Google Gemini API Pricing 2026: Gemini 3.5 Flash, 3.1 Pro & 2.5 Models
Updated May 2026. Current Gemini API pricing for Gemini 3.5 Flash, 3.1 Pro, 3.1 Flash-Lite, 2.5 Pro, 2.5 Flash, caching, Batch/Flex, and DeepSeek V4 comparison.
Google’s Gemini API is a strong option when you need long context, multimodal input, Google AI Studio workflow support, search grounding, Batch/Flex discounts, and free development access. This guide is refreshed against src/data/models.ts and Google’s official Gemini API pricing and model docs.

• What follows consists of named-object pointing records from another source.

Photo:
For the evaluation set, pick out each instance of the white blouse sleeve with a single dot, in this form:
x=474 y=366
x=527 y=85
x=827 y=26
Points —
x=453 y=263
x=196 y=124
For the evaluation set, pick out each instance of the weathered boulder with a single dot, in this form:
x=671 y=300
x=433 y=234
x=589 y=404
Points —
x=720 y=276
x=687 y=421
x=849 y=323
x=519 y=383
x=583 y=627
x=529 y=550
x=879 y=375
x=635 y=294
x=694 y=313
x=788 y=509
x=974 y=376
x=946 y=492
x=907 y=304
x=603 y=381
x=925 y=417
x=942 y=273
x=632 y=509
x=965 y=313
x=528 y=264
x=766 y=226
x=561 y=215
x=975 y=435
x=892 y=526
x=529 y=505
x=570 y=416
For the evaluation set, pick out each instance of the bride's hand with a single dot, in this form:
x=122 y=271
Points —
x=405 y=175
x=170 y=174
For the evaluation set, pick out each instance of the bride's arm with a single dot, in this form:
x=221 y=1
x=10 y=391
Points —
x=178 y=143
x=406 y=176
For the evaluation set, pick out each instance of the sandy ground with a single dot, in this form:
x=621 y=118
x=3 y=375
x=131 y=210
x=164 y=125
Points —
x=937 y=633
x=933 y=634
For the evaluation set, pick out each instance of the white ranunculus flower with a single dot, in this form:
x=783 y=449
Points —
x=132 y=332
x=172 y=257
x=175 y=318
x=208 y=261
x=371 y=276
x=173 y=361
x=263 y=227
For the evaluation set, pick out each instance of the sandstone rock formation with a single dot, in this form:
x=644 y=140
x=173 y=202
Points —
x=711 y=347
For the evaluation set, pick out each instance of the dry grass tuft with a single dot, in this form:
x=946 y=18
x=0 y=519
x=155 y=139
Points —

The newest pricing change to account for is Gemini 3.5 Flash. Google lists gemini-3.5-flash as a stable model with 1,048,576 input tokens, 65,536 output tokens, multimodal inputs, standard pricing at $1.50/M input and $9.00/M output, and cached input at $0.15/M.
The older stale claim to avoid remains the same: Gemini 2.5 Flash standard interactive pricing is not $0.15/M input and $0.60/M output. Google currently lists standard Gemini 2.5 Flash text/image/video pricing at $0.30/M input and $2.50/M output. The $0.15/M input tier applies to Batch/Flex, not standard interactive usage.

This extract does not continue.